Cette expression musicale est elle-même souvent appelée rap, ce qui constitue un raccourci dans la mesure où ce terme ne s’applique qu’à la parole, scandée et saccadée propre au MCing. La musique hip-hop peut en effet revêtir plusieurs formes, voire se limiter aux seuls beats du DJ (disc jockey), auquel cas le terme rap ne convient pas.rundmc_2

La culture du hip-hop arrive en France en novembre 1982, environ dix ans après son apparition aux États-Unis, avec la tournée New York City Rap en Europe qui diffuse largement cette culture à l’extérieur. Le graffiti commence à se répandre à travers l’hexagone à partir de l’année 1983, et particulièrement à partir de l’été 1984, où les premières pièces apparaissent sur les quais de Seine, réalisées par les premiers tagueurs français comme Bando du Bomb Squad 2, les membres des BBC, ceux de la Force Alphabétick, le graffeur Psyckoze, etc. Dès 1983, les premiers breakers, jeunes parisiens aussi bien que banlieusards, se donnent rendez-vous place du Trocadéro à Paris et les premières soirées hip-hop se déroulent dans des clubs tels que le Bataclan de DJ Chabin, les soirées Chez Roger Boîte Funk au Globo. Le rap et le deejaying commencent dès lors leur ascension. La culture hip-hop est popularisée pour la première fois en France et répandue partout dans le pays grâce à l’animateur, DJ et musicien Sidney, dont l’émission H.I.P. H.O.P., diffusée sur TF1 de janvier à décembre 1984, est la première au monde entièrement hip-hop. Il était également le premier animateur de télévision noir en France; par ailleurs, le Festival l’Original 84-04 avait précisément choisi de fêter les 20 ans de l’arrivée du hip-hop en France en 2004, par référence à Sidney et H.I.P-H.O.P ; événement d’une portée symbolique extraordinairement forte pour la culture hip-hop mondiale.

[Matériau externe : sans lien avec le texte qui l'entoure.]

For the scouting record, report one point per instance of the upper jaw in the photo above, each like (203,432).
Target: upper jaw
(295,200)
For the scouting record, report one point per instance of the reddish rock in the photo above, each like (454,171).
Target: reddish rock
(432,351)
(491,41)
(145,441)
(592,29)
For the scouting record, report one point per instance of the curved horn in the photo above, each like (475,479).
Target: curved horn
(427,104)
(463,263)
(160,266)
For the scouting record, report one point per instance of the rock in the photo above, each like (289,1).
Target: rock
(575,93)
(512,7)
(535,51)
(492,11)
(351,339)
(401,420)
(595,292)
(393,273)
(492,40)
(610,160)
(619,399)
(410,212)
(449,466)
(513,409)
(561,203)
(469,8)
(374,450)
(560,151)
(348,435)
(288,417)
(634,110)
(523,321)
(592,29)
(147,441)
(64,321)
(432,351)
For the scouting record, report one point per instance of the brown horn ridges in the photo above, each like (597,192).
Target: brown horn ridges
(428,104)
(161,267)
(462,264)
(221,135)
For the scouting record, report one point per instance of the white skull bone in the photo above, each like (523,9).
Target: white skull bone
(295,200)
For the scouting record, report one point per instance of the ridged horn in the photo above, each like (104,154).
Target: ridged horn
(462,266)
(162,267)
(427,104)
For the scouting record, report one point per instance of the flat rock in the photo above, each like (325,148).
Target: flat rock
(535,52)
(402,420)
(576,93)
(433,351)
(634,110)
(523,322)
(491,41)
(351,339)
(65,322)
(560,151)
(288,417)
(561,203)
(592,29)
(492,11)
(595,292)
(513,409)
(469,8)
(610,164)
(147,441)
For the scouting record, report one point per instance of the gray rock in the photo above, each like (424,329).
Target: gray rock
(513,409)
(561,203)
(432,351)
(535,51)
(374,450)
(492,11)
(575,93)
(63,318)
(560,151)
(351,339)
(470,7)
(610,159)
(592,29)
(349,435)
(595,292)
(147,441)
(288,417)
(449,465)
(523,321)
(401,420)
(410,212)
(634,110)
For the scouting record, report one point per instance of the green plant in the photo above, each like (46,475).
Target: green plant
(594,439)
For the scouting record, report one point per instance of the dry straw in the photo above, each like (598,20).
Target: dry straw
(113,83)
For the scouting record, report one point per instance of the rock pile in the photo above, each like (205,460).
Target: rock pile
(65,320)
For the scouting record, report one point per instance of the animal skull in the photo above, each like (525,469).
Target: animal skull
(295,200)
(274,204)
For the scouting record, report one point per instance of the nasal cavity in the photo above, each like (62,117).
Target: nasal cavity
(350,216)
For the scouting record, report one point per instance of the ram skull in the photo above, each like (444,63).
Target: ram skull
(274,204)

DJ Dee Nasty et Lionel D donnent aussi impulsion à cette culture dans leur émission hip-hop sur radio Nova, Deenastyle, mais surtout par l’organisation de fêtes sauvages (les « free jams », sorte de block parties à la française) au terrain vague de La Chapelle (Paris) en 1986. Les compilations Rapattitude 1 et 2 contribuèrent également à le faire connaître. Mais c’est au début des années 1990 que le hip-hop connaît un large succès public à la scène et au disque, dont il deviendra un acteur majeur, grâce à l’intervention de groupes comme Suprême NTM, IAM, Assassin, Little MC, Ministère A.M.E.R., Sages Poètes de la Rue ou encore MC Solaar qui sortent leurs premiers disques. Le rap le plus commercial élargit encore sa popularité notamment par le biais des radios. La radio Skyrock qui se surnomme la « radio officielle » du rap, suivie par la radio Générations 88.2 localisée sur l’Île-de-France, proposeront des programmations rap, RnB et hip-hop ainsi que des émissions animées par les acteurs du paysage hip-hop français. Certains voient dans l’intérêt porté par les médias « dominants » une récupération mercantile et politique. Cependant, des artistes restent basés sur les principes premiers du hip-hop, proche du mouvement originel venu de New York, en proposant des produits à l’ancienne, en marge du circuit actuel (Oxmo Puccino, Akhénaton, Dr Jazz, Rocé, SI, etc.).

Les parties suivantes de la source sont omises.